Kiwam głową na tak, no bo co mam niby innego zrobić?
- W takim razie, proponuje Ci wspólną kąpiel przyjacielu
- A więc prowadź przyjaciółko.
Ludmila wstaje z łóżka i zamyka drzwi na klucz. Podchodzi do mnie i składa na moich ustach delikatny pocałunek, który ja postanawiam pogłębić.
- Muszę przyznać, że aktor z ciebie niezły. Gdybym Cię nie znała, pomyślałabym, że coś do mnie czujesz
Ludmila wybucha śmiechem, a ja czuje jak pod moimi powiekami zbierają się łzy. Nie mogę pozwolić, aby ona je widziała, więc szybkim krokiem zaciągam blondynkę w kierunku łazienki.

~Francesca~

Dzisiejszą noc spędziłam w domku Camili, rudowłosa nalega, abym wprowadziła się do nich i zostawiła dziewczyny. Nie jestem pewna, czy to dobry pomysł, ale Torres robi na mnie naprawdę dobre wrażenie. Postanowiłam, że pójdę dziś na nabór do drużyny cheearliderek, Cami twierdzi, że pasowałabym tam idealnie. Fajnie, byłoby się dostać i siedzieć przy stoliku V.I.P, Ludmile i Violettcie opadły by szczęki.
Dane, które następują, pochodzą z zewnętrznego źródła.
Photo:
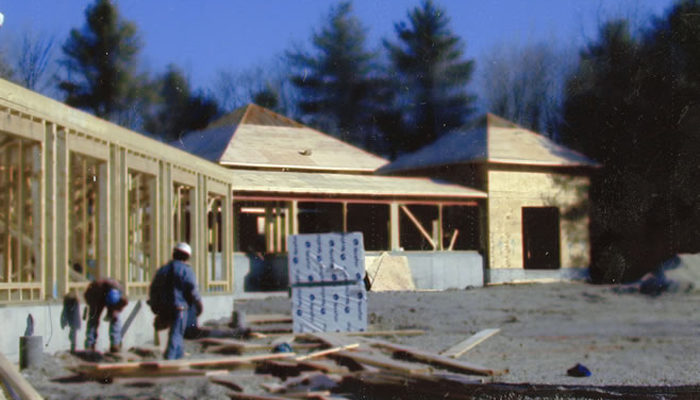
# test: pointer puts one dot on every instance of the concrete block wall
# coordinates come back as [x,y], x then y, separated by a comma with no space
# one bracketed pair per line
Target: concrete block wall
[47,323]
[445,270]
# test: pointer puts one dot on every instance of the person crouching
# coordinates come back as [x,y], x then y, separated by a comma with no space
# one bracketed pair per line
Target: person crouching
[99,294]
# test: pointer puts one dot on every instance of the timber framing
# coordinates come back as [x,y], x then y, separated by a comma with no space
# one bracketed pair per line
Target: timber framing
[84,198]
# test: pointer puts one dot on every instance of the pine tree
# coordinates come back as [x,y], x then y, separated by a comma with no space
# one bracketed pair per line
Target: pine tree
[338,82]
[177,109]
[100,61]
[430,78]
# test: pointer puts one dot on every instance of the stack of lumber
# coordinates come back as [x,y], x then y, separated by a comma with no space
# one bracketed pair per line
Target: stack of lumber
[321,366]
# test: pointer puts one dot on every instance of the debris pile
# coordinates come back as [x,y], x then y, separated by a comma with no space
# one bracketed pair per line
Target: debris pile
[319,365]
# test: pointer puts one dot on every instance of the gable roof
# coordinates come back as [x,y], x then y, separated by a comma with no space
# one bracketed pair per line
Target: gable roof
[255,137]
[326,184]
[491,139]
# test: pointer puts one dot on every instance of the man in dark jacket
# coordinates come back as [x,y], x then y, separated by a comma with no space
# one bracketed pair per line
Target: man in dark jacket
[99,294]
[173,291]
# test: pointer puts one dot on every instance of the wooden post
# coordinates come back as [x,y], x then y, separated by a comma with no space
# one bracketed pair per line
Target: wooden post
[37,196]
[294,217]
[394,230]
[49,182]
[62,215]
[167,206]
[104,220]
[418,225]
[227,233]
[155,225]
[440,229]
[17,382]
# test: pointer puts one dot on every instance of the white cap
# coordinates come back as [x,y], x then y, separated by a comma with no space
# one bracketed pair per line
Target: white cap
[184,248]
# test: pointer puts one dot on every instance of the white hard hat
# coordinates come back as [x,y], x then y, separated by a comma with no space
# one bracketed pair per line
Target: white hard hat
[184,248]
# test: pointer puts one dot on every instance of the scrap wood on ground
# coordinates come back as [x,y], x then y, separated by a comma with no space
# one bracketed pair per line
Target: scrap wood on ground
[316,367]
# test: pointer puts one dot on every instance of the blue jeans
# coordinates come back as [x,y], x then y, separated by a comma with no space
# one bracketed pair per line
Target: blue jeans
[176,345]
[115,329]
Camila chciała abym poszła z nią do szkoły, ale postanowiłam, że pójdę sama. Muszę to wszystko przemyśleć.
- Francesca, czekaj
Odwracam się, a moim oczom ukazuje się Diego, czego on ode mnie chce?
- Czego chcesz?
- Milutka jak zawsze, idziesz do szkoły?
- Tak, a co?
- Mogę iść z tobą?
- A co Ludmila znalazła sobie kogoś innego do towarzystwa?
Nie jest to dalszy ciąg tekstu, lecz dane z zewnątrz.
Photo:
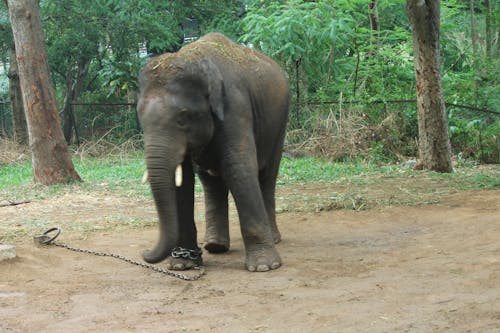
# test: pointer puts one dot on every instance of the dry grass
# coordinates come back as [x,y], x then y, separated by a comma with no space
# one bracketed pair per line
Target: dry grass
[346,134]
[13,153]
[105,148]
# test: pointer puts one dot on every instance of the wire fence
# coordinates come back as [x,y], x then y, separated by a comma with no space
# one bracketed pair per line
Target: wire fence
[119,121]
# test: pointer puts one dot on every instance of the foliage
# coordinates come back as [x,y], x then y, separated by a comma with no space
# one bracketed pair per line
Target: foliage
[328,47]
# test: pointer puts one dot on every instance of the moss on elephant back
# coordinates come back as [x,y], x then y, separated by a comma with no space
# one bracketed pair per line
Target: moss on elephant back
[214,44]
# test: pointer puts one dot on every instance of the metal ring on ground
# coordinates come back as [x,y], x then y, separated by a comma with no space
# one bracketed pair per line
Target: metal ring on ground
[50,240]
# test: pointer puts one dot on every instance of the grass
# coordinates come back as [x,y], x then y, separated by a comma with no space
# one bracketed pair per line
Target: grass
[122,175]
[112,196]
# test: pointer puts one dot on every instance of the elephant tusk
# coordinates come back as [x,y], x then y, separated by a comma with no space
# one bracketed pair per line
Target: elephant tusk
[178,176]
[145,177]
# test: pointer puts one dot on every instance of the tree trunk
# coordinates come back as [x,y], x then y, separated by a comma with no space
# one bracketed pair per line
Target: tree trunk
[373,15]
[473,34]
[51,159]
[19,128]
[74,85]
[489,36]
[434,144]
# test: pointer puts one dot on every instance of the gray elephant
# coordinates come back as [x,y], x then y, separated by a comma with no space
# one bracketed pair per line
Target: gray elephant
[220,109]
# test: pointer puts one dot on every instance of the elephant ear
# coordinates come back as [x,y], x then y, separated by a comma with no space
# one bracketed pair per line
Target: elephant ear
[215,87]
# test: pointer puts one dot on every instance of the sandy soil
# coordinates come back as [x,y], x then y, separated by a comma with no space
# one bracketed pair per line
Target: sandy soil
[430,268]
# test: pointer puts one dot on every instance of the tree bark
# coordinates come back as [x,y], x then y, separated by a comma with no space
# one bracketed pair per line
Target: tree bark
[373,15]
[434,144]
[19,127]
[50,155]
[488,30]
[74,85]
[473,34]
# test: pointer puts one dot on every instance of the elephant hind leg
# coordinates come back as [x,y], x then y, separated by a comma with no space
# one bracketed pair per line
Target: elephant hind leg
[217,221]
[267,180]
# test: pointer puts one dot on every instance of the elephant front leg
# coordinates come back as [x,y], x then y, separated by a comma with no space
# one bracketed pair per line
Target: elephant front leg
[216,207]
[261,253]
[186,254]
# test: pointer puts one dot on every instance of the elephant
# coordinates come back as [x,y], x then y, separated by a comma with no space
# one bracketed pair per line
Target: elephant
[218,109]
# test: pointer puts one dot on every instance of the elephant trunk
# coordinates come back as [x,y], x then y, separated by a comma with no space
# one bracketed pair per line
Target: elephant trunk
[163,174]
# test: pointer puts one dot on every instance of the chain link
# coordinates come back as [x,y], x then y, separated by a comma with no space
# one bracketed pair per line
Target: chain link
[44,239]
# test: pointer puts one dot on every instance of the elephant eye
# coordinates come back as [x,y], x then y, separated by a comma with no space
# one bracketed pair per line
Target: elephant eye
[182,119]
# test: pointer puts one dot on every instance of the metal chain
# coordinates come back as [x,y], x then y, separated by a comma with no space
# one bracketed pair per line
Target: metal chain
[44,239]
- Nie, po prostu chciałem iść z tobą
Jego słowa lekko mnie zdziwiły. Nagle przypomniał sobie o moim istnieniu?
- A więc chodźmy
Razem zmierzamy w kierunku szkoły, w sumie w głębi serca cieszy mnie mnie to, że idę akurat z nim.
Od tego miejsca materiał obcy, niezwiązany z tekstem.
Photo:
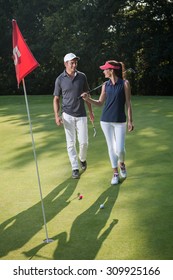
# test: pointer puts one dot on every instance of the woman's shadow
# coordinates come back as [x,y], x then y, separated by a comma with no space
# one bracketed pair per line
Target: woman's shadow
[88,231]
[19,229]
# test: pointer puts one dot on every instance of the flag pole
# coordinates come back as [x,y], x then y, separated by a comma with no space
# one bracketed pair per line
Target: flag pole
[47,240]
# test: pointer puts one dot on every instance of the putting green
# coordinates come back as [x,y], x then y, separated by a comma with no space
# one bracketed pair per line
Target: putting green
[136,222]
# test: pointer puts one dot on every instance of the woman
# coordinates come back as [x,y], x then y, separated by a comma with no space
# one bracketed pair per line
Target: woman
[115,94]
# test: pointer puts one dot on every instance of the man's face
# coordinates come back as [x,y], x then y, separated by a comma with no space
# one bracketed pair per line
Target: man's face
[71,65]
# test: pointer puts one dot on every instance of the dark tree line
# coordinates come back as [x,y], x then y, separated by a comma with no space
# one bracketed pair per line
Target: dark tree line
[139,33]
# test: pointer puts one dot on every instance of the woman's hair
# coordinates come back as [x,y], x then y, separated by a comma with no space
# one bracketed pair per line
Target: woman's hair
[118,72]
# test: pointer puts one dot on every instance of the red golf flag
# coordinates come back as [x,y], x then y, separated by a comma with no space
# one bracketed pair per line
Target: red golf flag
[24,60]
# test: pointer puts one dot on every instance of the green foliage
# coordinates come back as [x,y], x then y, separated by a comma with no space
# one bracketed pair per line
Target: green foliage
[136,223]
[139,33]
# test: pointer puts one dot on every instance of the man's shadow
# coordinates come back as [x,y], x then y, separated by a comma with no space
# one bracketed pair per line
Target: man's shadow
[88,231]
[19,229]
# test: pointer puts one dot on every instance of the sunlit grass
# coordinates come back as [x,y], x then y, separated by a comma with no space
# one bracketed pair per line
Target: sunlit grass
[136,222]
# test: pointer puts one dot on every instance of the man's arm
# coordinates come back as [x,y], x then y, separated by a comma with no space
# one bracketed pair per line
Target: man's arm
[56,108]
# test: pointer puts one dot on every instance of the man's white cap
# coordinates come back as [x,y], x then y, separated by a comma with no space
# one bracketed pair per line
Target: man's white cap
[70,56]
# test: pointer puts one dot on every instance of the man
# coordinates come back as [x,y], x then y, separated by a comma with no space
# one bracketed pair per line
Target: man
[70,85]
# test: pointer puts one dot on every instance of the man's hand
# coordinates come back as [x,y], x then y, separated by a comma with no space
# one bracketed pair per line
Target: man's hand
[58,121]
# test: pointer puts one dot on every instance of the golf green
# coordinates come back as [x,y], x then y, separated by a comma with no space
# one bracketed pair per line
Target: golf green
[136,222]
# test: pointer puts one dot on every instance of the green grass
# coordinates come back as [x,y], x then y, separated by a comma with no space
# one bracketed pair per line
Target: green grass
[137,221]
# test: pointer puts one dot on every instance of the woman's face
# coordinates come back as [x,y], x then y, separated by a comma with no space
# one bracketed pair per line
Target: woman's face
[108,73]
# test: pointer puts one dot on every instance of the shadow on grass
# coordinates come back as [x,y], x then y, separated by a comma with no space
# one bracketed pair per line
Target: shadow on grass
[19,229]
[88,232]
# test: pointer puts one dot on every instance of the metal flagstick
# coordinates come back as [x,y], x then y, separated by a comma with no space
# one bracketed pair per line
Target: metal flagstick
[47,240]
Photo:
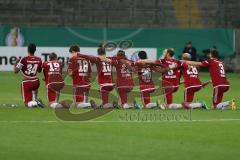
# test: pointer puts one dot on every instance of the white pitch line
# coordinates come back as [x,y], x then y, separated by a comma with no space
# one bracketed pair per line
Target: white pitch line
[200,120]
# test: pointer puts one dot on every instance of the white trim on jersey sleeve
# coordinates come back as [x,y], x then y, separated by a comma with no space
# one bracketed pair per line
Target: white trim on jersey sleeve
[19,65]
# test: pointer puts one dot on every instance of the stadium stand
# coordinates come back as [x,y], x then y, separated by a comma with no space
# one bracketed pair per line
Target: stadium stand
[121,13]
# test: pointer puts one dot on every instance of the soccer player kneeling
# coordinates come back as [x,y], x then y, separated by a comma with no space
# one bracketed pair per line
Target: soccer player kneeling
[146,84]
[80,70]
[30,66]
[54,82]
[219,79]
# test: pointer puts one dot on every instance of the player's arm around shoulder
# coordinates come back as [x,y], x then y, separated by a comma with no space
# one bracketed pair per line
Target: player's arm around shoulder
[39,69]
[193,63]
[18,65]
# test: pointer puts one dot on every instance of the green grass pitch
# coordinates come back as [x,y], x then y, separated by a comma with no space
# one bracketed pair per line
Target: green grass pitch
[37,134]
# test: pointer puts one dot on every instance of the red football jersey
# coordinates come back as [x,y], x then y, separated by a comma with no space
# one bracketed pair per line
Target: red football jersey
[104,69]
[172,76]
[29,66]
[217,71]
[81,70]
[52,71]
[124,75]
[145,76]
[190,75]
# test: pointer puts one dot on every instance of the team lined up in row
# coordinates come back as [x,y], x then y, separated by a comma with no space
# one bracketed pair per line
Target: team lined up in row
[79,68]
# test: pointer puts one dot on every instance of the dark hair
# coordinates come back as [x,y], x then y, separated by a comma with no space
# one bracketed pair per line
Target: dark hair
[101,51]
[121,54]
[31,48]
[171,52]
[142,55]
[52,56]
[214,53]
[74,48]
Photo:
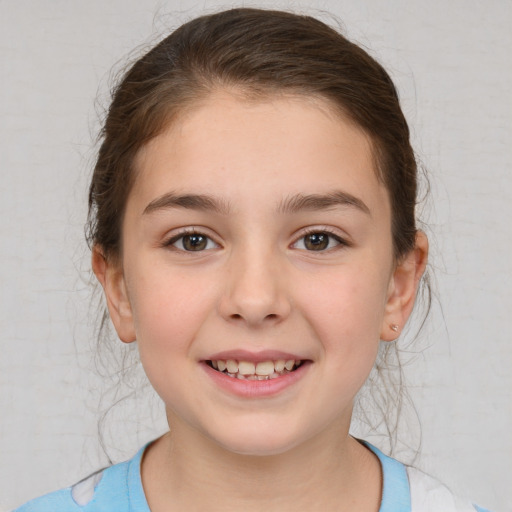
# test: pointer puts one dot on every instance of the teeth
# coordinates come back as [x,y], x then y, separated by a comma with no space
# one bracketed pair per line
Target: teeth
[246,368]
[264,370]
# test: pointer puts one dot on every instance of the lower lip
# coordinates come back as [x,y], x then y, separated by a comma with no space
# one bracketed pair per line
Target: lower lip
[256,388]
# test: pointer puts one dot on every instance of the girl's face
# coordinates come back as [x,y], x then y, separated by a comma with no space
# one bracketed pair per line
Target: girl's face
[257,234]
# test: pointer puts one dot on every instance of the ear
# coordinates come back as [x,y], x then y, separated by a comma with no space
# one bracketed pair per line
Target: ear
[110,275]
[403,286]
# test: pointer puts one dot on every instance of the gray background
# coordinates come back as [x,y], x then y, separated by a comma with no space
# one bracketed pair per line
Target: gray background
[451,61]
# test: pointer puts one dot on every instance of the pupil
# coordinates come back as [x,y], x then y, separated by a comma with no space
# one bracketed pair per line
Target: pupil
[317,241]
[194,242]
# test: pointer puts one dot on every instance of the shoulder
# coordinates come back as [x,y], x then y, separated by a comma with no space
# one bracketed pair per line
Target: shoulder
[428,494]
[407,489]
[116,488]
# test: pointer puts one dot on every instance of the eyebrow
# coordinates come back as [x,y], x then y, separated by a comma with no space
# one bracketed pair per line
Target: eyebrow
[188,201]
[313,202]
[292,204]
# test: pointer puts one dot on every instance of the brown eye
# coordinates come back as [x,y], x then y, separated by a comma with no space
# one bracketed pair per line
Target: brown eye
[192,242]
[316,241]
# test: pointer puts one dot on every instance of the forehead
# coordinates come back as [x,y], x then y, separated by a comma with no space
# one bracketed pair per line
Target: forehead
[248,150]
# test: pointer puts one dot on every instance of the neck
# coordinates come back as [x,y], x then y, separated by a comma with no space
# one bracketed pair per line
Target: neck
[331,471]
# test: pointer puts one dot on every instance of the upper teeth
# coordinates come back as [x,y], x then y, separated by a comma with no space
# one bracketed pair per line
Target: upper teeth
[262,368]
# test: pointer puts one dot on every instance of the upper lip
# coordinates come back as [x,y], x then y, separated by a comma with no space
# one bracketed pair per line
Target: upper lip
[253,357]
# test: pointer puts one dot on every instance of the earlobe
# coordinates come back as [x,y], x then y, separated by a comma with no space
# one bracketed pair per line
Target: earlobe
[403,287]
[111,277]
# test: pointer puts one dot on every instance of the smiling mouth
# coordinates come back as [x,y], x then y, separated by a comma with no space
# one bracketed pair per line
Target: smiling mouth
[246,370]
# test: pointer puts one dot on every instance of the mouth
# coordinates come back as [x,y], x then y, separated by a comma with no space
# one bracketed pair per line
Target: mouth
[248,370]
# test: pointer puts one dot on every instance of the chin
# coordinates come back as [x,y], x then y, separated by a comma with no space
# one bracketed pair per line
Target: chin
[263,443]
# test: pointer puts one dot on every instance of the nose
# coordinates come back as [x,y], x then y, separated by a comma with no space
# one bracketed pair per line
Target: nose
[255,293]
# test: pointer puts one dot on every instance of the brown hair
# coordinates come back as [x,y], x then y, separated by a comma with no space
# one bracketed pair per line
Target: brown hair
[256,52]
[261,53]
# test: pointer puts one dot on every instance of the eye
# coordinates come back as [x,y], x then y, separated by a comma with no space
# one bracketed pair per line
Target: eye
[318,241]
[192,242]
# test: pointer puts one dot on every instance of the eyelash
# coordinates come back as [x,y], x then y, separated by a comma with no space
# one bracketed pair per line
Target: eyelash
[340,242]
[171,242]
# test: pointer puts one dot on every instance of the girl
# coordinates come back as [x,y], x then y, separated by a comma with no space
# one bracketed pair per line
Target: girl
[252,225]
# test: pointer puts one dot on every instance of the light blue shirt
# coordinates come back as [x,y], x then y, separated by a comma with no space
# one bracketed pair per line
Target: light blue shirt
[119,489]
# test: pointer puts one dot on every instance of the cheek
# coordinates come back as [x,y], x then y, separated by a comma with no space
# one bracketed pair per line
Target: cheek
[168,307]
[346,309]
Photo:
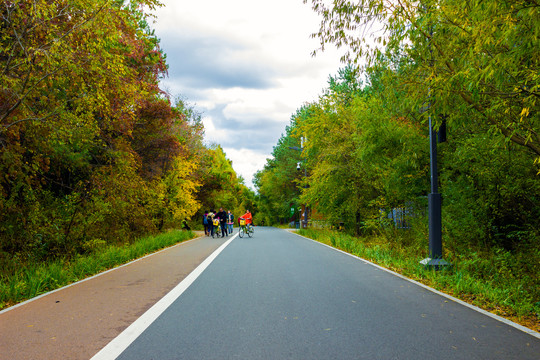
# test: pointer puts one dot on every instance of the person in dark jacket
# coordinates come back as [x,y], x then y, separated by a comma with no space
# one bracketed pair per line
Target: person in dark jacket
[222,215]
[205,223]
- Czemu zakończyłaś przyjaźń z Ludmilą... i tą drugą?
- Ta druga to Violetta, mam dość tego, że niby jesteśmy przyjaciółkami, ale one nie wiedzą nawet co u mnie. Źle mi z tym, ale...
- Ludmile też jest źle... to znaczy im dwóm jest źle
Czy mi się wydaje, czy on rozmawia ze mną tylko o Ludmile?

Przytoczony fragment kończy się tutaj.